Most IT departments have the luxury of rolling out their wireless networks on a gradual basis, putting in access points and then assigning access privileges at their discretion. Stewart Seruya, Chief Security and Network Officer at the University of Miami doesn’t have that option.
“8,500 undergraduates start over one weekend,” he explains, “and they all want their MAC addresses registered immediately.”
Unfortunately, when the university began rolling out its 802.11b network, there weren’t any security tools available that could handle that type of traffic load. In this article we take a look at the three-step custom solution Seruya devised.
Founded in 1925, the University of Miami is a private educational institution with nearly 15,000 students and 9,400 faculty and staff. In addition to the main campus in Coral Gables, it also has a medical teaching facility and a marine research campus, both in Miami. From an IT viewpoint, it treats each of these physical locations as a campus, and the wireless cloud as an additional campus.
The university provides an Ethernet connection for each student living on campus. The Coral Gables campus also has a wireless cloud, called “WirelessCanes,” covering more than 240 acres (www.miami.edu/UMH/CDA/UMH_Main/1,1770,12330-1;12301-3,00.html), which the students can access by wireless laptop or PDA. Connections to the outside world include several 300Mb Internet connections.
In addition, the university is a member of the Internet2 consortium and has direct fiber links to other local universities.
Seruya set up the first elements of the 802.11b wireless cloud, which now contains about 500 Proxim OriNOCO Access Points (models 500, 1000 and 2000), during the summer of 2000. Although he hired some contractors to do the wiring, all the security design and implementation was done in-house using either students or university staff.

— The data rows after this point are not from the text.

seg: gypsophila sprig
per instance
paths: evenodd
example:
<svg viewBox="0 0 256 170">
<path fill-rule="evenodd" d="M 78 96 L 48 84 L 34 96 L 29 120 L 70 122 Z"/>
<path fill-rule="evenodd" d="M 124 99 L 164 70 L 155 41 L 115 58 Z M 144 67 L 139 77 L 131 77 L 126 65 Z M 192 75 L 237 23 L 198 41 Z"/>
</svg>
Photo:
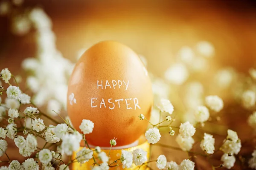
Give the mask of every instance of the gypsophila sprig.
<svg viewBox="0 0 256 170">
<path fill-rule="evenodd" d="M 166 99 L 161 99 L 157 105 L 157 107 L 161 111 L 168 113 L 170 114 L 172 114 L 174 109 L 171 102 Z"/>
<path fill-rule="evenodd" d="M 163 170 L 166 165 L 167 162 L 166 158 L 164 155 L 160 155 L 156 163 L 157 167 L 160 170 Z"/>
<path fill-rule="evenodd" d="M 94 127 L 94 124 L 90 120 L 83 119 L 82 122 L 79 127 L 84 134 L 87 134 L 93 132 Z"/>
<path fill-rule="evenodd" d="M 145 137 L 148 142 L 152 144 L 159 141 L 161 136 L 159 130 L 156 128 L 149 129 L 145 133 Z"/>
<path fill-rule="evenodd" d="M 2 78 L 2 79 L 6 83 L 9 83 L 9 80 L 12 77 L 12 74 L 8 70 L 8 68 L 6 68 L 2 70 L 0 73 L 0 77 Z"/>
</svg>

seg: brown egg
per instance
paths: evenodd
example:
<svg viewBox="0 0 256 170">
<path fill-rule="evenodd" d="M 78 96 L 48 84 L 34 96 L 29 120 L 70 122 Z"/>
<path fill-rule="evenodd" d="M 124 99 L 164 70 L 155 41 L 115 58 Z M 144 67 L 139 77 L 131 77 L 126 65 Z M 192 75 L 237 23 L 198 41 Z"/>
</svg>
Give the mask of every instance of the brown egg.
<svg viewBox="0 0 256 170">
<path fill-rule="evenodd" d="M 86 135 L 94 146 L 110 147 L 136 141 L 145 132 L 153 104 L 151 81 L 138 55 L 114 41 L 101 42 L 88 49 L 79 60 L 70 78 L 67 111 L 74 128 L 83 119 L 94 123 Z"/>
</svg>

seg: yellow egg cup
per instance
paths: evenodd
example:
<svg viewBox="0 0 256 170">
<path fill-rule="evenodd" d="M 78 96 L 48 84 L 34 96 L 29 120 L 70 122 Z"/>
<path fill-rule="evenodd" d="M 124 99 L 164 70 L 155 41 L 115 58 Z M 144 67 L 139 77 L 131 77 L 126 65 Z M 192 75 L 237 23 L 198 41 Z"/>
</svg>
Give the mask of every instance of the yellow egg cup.
<svg viewBox="0 0 256 170">
<path fill-rule="evenodd" d="M 132 152 L 133 150 L 141 148 L 144 151 L 147 152 L 147 157 L 148 161 L 149 160 L 149 156 L 150 155 L 150 144 L 145 141 L 145 137 L 140 137 L 139 139 L 139 145 L 128 148 L 123 149 L 111 149 L 110 152 L 110 161 L 109 163 L 111 164 L 114 161 L 119 159 L 121 157 L 121 150 L 125 150 L 130 152 Z M 72 159 L 75 159 L 76 156 L 76 153 L 82 149 L 83 147 L 80 147 L 79 150 L 76 152 L 74 152 L 73 155 L 72 156 Z M 108 156 L 109 154 L 109 150 L 101 150 L 102 151 L 106 153 L 107 156 Z M 96 156 L 96 153 L 93 153 L 95 156 Z M 93 164 L 94 162 L 93 159 L 90 159 L 88 162 L 86 162 L 84 164 L 81 164 L 79 162 L 74 162 L 72 164 L 72 170 L 91 170 L 93 168 Z M 119 166 L 113 167 L 111 168 L 110 169 L 121 170 L 138 170 L 138 166 L 136 166 L 133 164 L 132 167 L 130 168 L 123 168 L 122 167 L 122 163 L 119 161 L 118 161 L 118 163 L 119 164 Z M 113 164 L 116 164 L 116 163 Z M 141 166 L 140 167 L 140 170 L 145 170 L 147 169 L 147 167 L 145 165 Z"/>
</svg>

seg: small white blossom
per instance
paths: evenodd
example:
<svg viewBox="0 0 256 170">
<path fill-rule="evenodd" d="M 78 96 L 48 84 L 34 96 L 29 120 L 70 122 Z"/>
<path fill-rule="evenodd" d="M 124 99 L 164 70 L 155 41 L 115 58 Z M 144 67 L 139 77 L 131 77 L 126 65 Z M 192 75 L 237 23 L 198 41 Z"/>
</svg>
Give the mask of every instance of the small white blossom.
<svg viewBox="0 0 256 170">
<path fill-rule="evenodd" d="M 147 152 L 141 148 L 137 148 L 132 151 L 133 163 L 136 166 L 141 165 L 147 160 Z"/>
<path fill-rule="evenodd" d="M 166 170 L 179 170 L 179 165 L 174 161 L 167 162 L 166 167 Z"/>
<path fill-rule="evenodd" d="M 30 103 L 30 96 L 24 93 L 20 94 L 20 102 L 23 105 Z"/>
<path fill-rule="evenodd" d="M 190 137 L 195 134 L 195 128 L 189 122 L 186 122 L 180 124 L 179 132 L 183 138 Z"/>
<path fill-rule="evenodd" d="M 163 170 L 166 165 L 167 162 L 166 157 L 163 155 L 160 155 L 157 158 L 157 160 L 156 163 L 157 167 L 160 170 Z"/>
<path fill-rule="evenodd" d="M 24 138 L 24 137 L 22 136 L 19 135 L 18 137 L 15 139 L 14 142 L 15 142 L 15 144 L 16 144 L 19 148 L 23 148 L 25 147 L 25 145 L 26 144 L 25 139 Z"/>
<path fill-rule="evenodd" d="M 94 127 L 94 124 L 90 120 L 83 119 L 79 128 L 84 134 L 87 134 L 91 133 Z"/>
<path fill-rule="evenodd" d="M 107 162 L 108 161 L 108 156 L 107 156 L 107 154 L 104 152 L 102 152 L 98 154 L 98 157 L 103 162 Z"/>
<path fill-rule="evenodd" d="M 50 150 L 48 149 L 44 149 L 39 152 L 38 158 L 41 162 L 47 164 L 52 160 L 52 155 Z"/>
<path fill-rule="evenodd" d="M 255 92 L 250 90 L 244 92 L 242 96 L 242 102 L 244 106 L 246 108 L 253 106 L 256 103 Z"/>
<path fill-rule="evenodd" d="M 195 163 L 189 159 L 184 159 L 179 166 L 179 170 L 193 170 L 195 167 Z"/>
<path fill-rule="evenodd" d="M 228 154 L 224 153 L 221 156 L 221 160 L 223 162 L 224 167 L 229 169 L 234 166 L 236 158 L 233 156 L 229 156 Z"/>
<path fill-rule="evenodd" d="M 249 70 L 249 73 L 253 79 L 256 80 L 256 69 L 255 68 L 250 68 Z"/>
<path fill-rule="evenodd" d="M 176 137 L 176 141 L 180 149 L 184 151 L 190 150 L 195 143 L 195 141 L 192 137 L 183 138 L 180 134 L 179 134 Z"/>
<path fill-rule="evenodd" d="M 206 107 L 200 106 L 198 107 L 195 114 L 195 118 L 197 122 L 203 123 L 207 121 L 209 116 L 209 110 Z"/>
<path fill-rule="evenodd" d="M 20 102 L 17 100 L 10 99 L 6 97 L 5 99 L 5 103 L 6 107 L 12 109 L 17 109 L 20 107 Z"/>
<path fill-rule="evenodd" d="M 207 153 L 212 154 L 214 152 L 215 139 L 212 135 L 204 133 L 204 139 L 200 144 L 200 147 L 203 150 L 205 150 Z"/>
<path fill-rule="evenodd" d="M 29 158 L 22 163 L 26 170 L 38 170 L 39 166 L 33 158 Z"/>
<path fill-rule="evenodd" d="M 70 170 L 68 166 L 67 166 L 65 164 L 62 164 L 60 166 L 59 170 L 64 170 L 64 169 L 65 169 L 65 170 Z"/>
<path fill-rule="evenodd" d="M 132 165 L 132 154 L 125 150 L 122 150 L 120 160 L 122 164 L 122 168 L 130 168 Z"/>
<path fill-rule="evenodd" d="M 252 156 L 253 157 L 248 162 L 249 167 L 252 169 L 256 169 L 256 150 L 253 150 L 252 153 Z"/>
<path fill-rule="evenodd" d="M 44 129 L 44 120 L 38 118 L 37 119 L 35 119 L 32 123 L 32 129 L 34 130 L 39 132 Z"/>
<path fill-rule="evenodd" d="M 77 150 L 80 147 L 81 140 L 78 139 L 76 135 L 67 134 L 62 137 L 61 148 L 62 154 L 71 155 L 73 151 Z"/>
<path fill-rule="evenodd" d="M 248 124 L 252 128 L 256 129 L 256 111 L 249 116 L 247 120 Z"/>
<path fill-rule="evenodd" d="M 170 114 L 173 112 L 173 106 L 169 100 L 161 99 L 157 105 L 157 107 L 161 111 L 168 113 Z"/>
<path fill-rule="evenodd" d="M 49 128 L 53 127 L 54 126 L 50 125 Z M 47 142 L 55 143 L 60 141 L 60 138 L 57 137 L 55 134 L 55 128 L 48 128 L 45 132 L 45 140 Z"/>
<path fill-rule="evenodd" d="M 6 136 L 7 133 L 7 130 L 3 128 L 0 128 L 0 138 L 5 139 L 6 137 Z"/>
<path fill-rule="evenodd" d="M 108 170 L 109 169 L 109 167 L 108 164 L 108 163 L 104 162 L 99 164 L 101 170 Z"/>
<path fill-rule="evenodd" d="M 62 139 L 62 138 L 66 134 L 67 131 L 68 127 L 65 123 L 58 124 L 54 130 L 54 132 L 56 136 Z"/>
<path fill-rule="evenodd" d="M 14 160 L 10 163 L 8 168 L 9 170 L 21 170 L 24 169 L 20 164 L 20 162 L 16 160 Z"/>
<path fill-rule="evenodd" d="M 21 91 L 18 87 L 10 85 L 6 91 L 7 97 L 10 99 L 18 99 Z"/>
<path fill-rule="evenodd" d="M 0 76 L 2 77 L 2 79 L 6 83 L 8 83 L 9 80 L 12 77 L 12 74 L 7 68 L 6 68 L 1 71 Z"/>
<path fill-rule="evenodd" d="M 27 114 L 37 114 L 39 113 L 38 108 L 32 107 L 28 107 L 24 110 L 24 113 Z"/>
<path fill-rule="evenodd" d="M 91 159 L 93 158 L 93 150 L 86 147 L 83 147 L 83 149 L 76 153 L 76 159 L 78 162 L 82 164 Z"/>
<path fill-rule="evenodd" d="M 205 98 L 207 106 L 215 112 L 219 112 L 223 108 L 223 101 L 218 96 L 208 96 Z"/>
<path fill-rule="evenodd" d="M 153 128 L 147 130 L 145 133 L 145 136 L 148 142 L 154 144 L 159 141 L 161 136 L 159 130 L 156 128 Z"/>
<path fill-rule="evenodd" d="M 8 138 L 12 139 L 14 139 L 14 135 L 17 133 L 17 125 L 15 123 L 11 123 L 7 125 L 6 128 L 7 130 L 6 136 Z"/>
<path fill-rule="evenodd" d="M 9 109 L 8 111 L 8 116 L 13 119 L 17 118 L 19 117 L 19 113 L 17 109 Z"/>
<path fill-rule="evenodd" d="M 0 157 L 3 156 L 7 149 L 7 142 L 4 140 L 0 139 Z"/>
</svg>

Doing it this way, he was able to keep the security systems hard costs down under $10,000, including a small UNIX server to host the software.
“When we started there was a question of how to deploy it and get it to work in a secure fashion,” he explains. “There were no prepackaged solutions available at that time, so we decided to come up with our own scheme.”
While it would have been technologically easy enough to set it up for the students to fill out access request forms and have staff enter them into a database, that method was too slow and demanded too much staff time. The students would have been lucky to get on line by the end of the semester, and then IT would have to keep track of any students who graduate or drop out so that they would lose their access privileges.
The first breakthrough, therefore, was to merge the wireless security with existing student database used as part of the overall student portal. The university’s registrars keep track of the status of each student, and the network access was made part of the registrar database. The students use this portal and the associated database to register for housing, classes and other services.
Any student who is actively enrolled at the university is assigned a login and password as part of the registration process. If the student is no longer active for whatever reason, when the registrar notes them as inactive, their logon is automatically disabled.
“The biggest concern for us is something falling through the cracks,” says Seruya. “This way there is no paperwork for us to process and we don’t have to keep track of everyone’s status.”
A similar system exists for faculty and staff, but in this case it is tied into the HR database, rather than the Registrar’s. When the university hires an employee and enters that person into the HR system, that person automatically gains network access, which terminates upon departure or termination.
The wireless security system Seruya and his team devised consists of three layers:
The first layer is the access points themselves. The student’s wireless adapter card will locate the nearest Access Point and attempt to gain access. The AP will then check the device’s MAC address to see if it is registered and allowed to be on the network.
If it does not recognize the MAC, it will direct the person to a page to register the device. The page also contains instructions on how to determine what their devices MAC address is.
Once the student enters the required information, the system then automatically populates the wireless access database with that user and device. The entire process takes less than two minutes, at which point users gain access to the network.
“What used to take us weeks and weeks now takes minutes,” says Seruya. “In one night, 1,500 students registered themselves.”
Once the AP validates the device, the next security layer lies with the Dynamic Host Configuration Protocol (DHCP) server. The wireless devices need to get an IP address from the DCHP server, but it wont issue one until it verifies the MAC address.
Finally, after passing the above two steps, the user is directed to a Web page to enter their logon and password. These are the same logon and password they use to access the student portal, so IT doesn’t have to maintain a separate database for these.
The security system in general has served well, but each year Seruya adds additional features. For example, initially students were just able to register one wireless device. But as wireless PDAs started taking their place alongside wireless laptops, that was no longer adequate, and the system was reconfigured to permit multiple MAC addresses for a single student.
For this summer, he has a list of requests from students, along with his own wish list. One particular feature he would like to add is that the system re-authenticates users every six hours or some other predetermined time period. This would reduce the amount of time that users could stay logged on after their authorization was cancelled. He is also examining commercially security platforms that have become available over the past few years to see if they would do a better job than his home grown one.
“Every summer we have the opportunity or improve or reconsider the track we are going down,” he explains. “We are not naive enough to think that what we are doing now is the right thing to do forever.”